Evanildo da Silveira
Quando a estação russa Mir se espatifou nas águas do Pacífico Sul, em março deste ano, encerrou-se uma história de 15 anos de pesquisas espaciais. Lançada em 19 de fevereiro de 1986, ela serviu de laboratório para mais de 20 000 sessões de experimentação científica e recebeu 62 astronautas de 12 países, a um custo total de 4,2 bilhões de dólares.
Para a maioria dos especialistas o balanço final é bem positivo – a começar pelo desenvolvimento da Estação Espacial Internacional, sua sucessora. A experiência adquirida na Mir revelou-se fundamental no novo projeto. “A maioria dos experimentos esteve voltada para os efeitos da ausência de gravidade nos organismos vivos: vegetais, animais e o próprio homem”, afirma o físico Odylio Aguiar, do Instituto Nacional de Pesquisas Espaciais (Inpe), sediado em São José dos Campos, SP. “São trabalhos importantes, pois a ausência de gravidade será um dos principais desafios a enfrentar em futuras viagens para outros planetas.”

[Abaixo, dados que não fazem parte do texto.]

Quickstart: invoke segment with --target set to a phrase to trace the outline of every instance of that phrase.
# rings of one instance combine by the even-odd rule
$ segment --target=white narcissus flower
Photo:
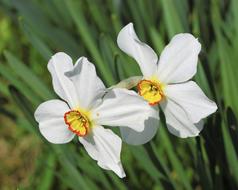
[[[158,59],[153,49],[138,39],[130,23],[118,34],[117,43],[139,64],[143,78],[137,84],[138,93],[150,105],[160,104],[169,131],[182,138],[197,136],[203,128],[202,119],[217,110],[199,86],[188,81],[197,71],[198,40],[187,33],[175,35]],[[152,138],[155,130],[145,128],[144,133]],[[129,144],[138,144],[136,139],[144,135],[128,128],[121,128],[121,134]]]
[[[48,63],[55,92],[62,100],[42,103],[35,111],[41,134],[51,143],[63,144],[75,135],[100,167],[125,177],[120,161],[121,139],[102,125],[144,129],[156,111],[135,92],[112,89],[106,94],[95,67],[81,57],[75,65],[65,53]]]

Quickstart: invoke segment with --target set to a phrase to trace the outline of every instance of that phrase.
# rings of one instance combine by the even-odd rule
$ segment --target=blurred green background
[[[237,10],[237,0],[0,0],[0,189],[238,189]],[[87,56],[108,87],[140,74],[116,45],[129,22],[158,54],[177,33],[198,37],[194,80],[219,109],[197,138],[169,134],[162,119],[150,143],[123,144],[119,179],[76,139],[46,142],[33,113],[56,97],[46,66],[58,51]]]

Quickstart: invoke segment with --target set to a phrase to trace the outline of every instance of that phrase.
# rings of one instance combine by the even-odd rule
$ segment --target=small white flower
[[[160,104],[169,131],[182,138],[197,136],[203,128],[202,119],[217,109],[195,82],[188,81],[197,71],[201,50],[198,40],[191,34],[178,34],[158,60],[152,48],[138,39],[130,23],[118,34],[117,43],[139,64],[143,78],[137,85],[138,92],[150,105]],[[142,135],[152,138],[156,130],[147,127],[143,131],[146,134],[141,134],[121,128],[121,134],[130,144],[142,144],[144,142],[137,139]]]
[[[102,125],[144,129],[156,111],[135,92],[109,90],[95,67],[81,57],[73,66],[65,53],[55,54],[48,64],[55,92],[62,100],[42,103],[35,112],[41,134],[51,143],[71,141],[75,135],[100,167],[125,177],[120,161],[121,139]]]

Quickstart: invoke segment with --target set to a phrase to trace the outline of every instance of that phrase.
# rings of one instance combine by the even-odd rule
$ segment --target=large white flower
[[[160,104],[169,131],[182,138],[197,136],[203,128],[202,119],[217,109],[195,82],[188,81],[197,71],[198,40],[187,33],[175,35],[158,59],[152,48],[138,39],[130,23],[118,34],[117,43],[139,64],[143,77],[138,92],[150,105]],[[155,130],[147,128],[141,134],[121,128],[121,134],[126,142],[135,144],[142,136],[152,138]]]
[[[75,135],[100,167],[125,177],[120,161],[121,139],[102,125],[144,129],[156,111],[135,92],[113,89],[105,93],[95,67],[81,57],[75,65],[65,53],[48,64],[55,92],[62,100],[42,103],[35,112],[41,134],[51,143],[71,141]]]

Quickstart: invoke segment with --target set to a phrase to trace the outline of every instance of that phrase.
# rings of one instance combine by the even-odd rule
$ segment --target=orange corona
[[[163,85],[155,80],[141,80],[137,85],[138,93],[150,105],[158,104],[164,97]]]
[[[68,125],[68,129],[80,137],[86,136],[90,130],[88,117],[78,110],[66,112],[64,121]]]

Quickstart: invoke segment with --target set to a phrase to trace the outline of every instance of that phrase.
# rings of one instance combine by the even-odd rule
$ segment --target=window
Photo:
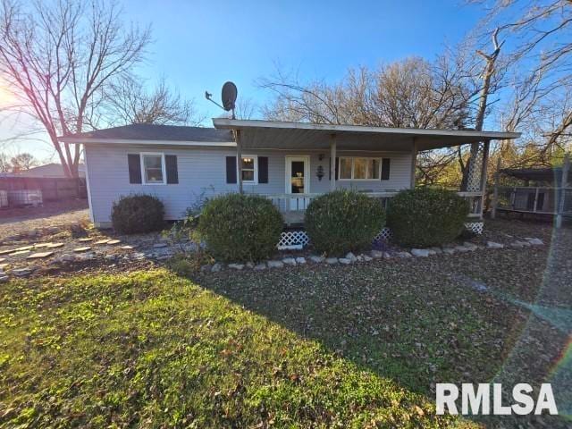
[[[165,166],[164,154],[141,154],[141,171],[143,183],[147,185],[164,185],[165,183]]]
[[[340,158],[340,179],[346,181],[379,180],[380,158]]]
[[[256,156],[242,156],[241,161],[242,161],[242,182],[256,183],[258,160],[257,159]]]

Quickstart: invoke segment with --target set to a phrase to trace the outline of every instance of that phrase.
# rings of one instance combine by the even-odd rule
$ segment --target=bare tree
[[[122,25],[107,0],[36,1],[26,10],[1,2],[0,75],[17,100],[11,107],[43,125],[66,175],[77,176],[80,148],[58,136],[93,123],[104,91],[142,60],[150,30]]]
[[[129,123],[159,125],[198,125],[199,117],[191,100],[169,89],[164,79],[151,91],[144,81],[127,77],[113,83],[105,91],[105,109],[101,121],[109,126]]]

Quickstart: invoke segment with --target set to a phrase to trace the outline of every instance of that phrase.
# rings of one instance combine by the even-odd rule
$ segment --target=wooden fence
[[[87,198],[86,180],[80,178],[51,177],[0,177],[0,189],[39,189],[44,201],[62,201],[72,198]]]

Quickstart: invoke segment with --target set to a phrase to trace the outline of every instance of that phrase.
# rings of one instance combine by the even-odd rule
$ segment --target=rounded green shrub
[[[390,199],[387,224],[393,240],[401,246],[440,246],[463,231],[468,210],[468,202],[453,191],[408,189]]]
[[[384,224],[380,200],[352,190],[335,190],[313,199],[304,218],[314,248],[330,255],[371,245]]]
[[[114,229],[122,234],[159,231],[164,226],[164,206],[151,195],[130,195],[114,203],[111,213]]]
[[[257,195],[227,194],[203,207],[198,232],[206,248],[224,261],[258,261],[271,257],[283,220],[272,202]]]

Destacam-se, portanto, os dois recordes de permanência no espaço batidos por cosmonautas russos. O primeiro foi registrado em 21 de dezembro de 1988, quando Vladimir Titov e Musa Manarov completaram 366 dias em órbita – marca superada por Valery Polyakov, que, em 8 de março de 1995, completou 14 meses no espaço.
Mas o resultado mais relevante talvez tenha sido demonstrar que o ser humano pode cultivar sua própria comida fora de casa. “Os astronautas da Mir cultivaram duas gerações e meia de vegetais a partir da semente, provando que as plantas se desenvolvem e reproduzem normalmente no espaço”, diz Robert E. Cleland, da Universidade de Washington, em Seattle, integrante do Conselho Americano de Pesquisas e Estudos Espaciais.
A chamada ciência básica também foi beneficiada. Para Bernard Zappoli – responsável pelos experimentos a bordo da Mir para a Cnes, agência espacial francesa –, os testes com fluidos supercríticos representaram um grande avanço. Essas substâncias, que podem se comportar tanto como líquidos quanto como gases, revelaram um novo mecanismo de transferência de calor. “É um estudo importante, pois trata-se de um mecanismo fundamental, até então mascarado pelo modo como ocorre nas condições atmosféricas da Terra”, afirma Zappoli.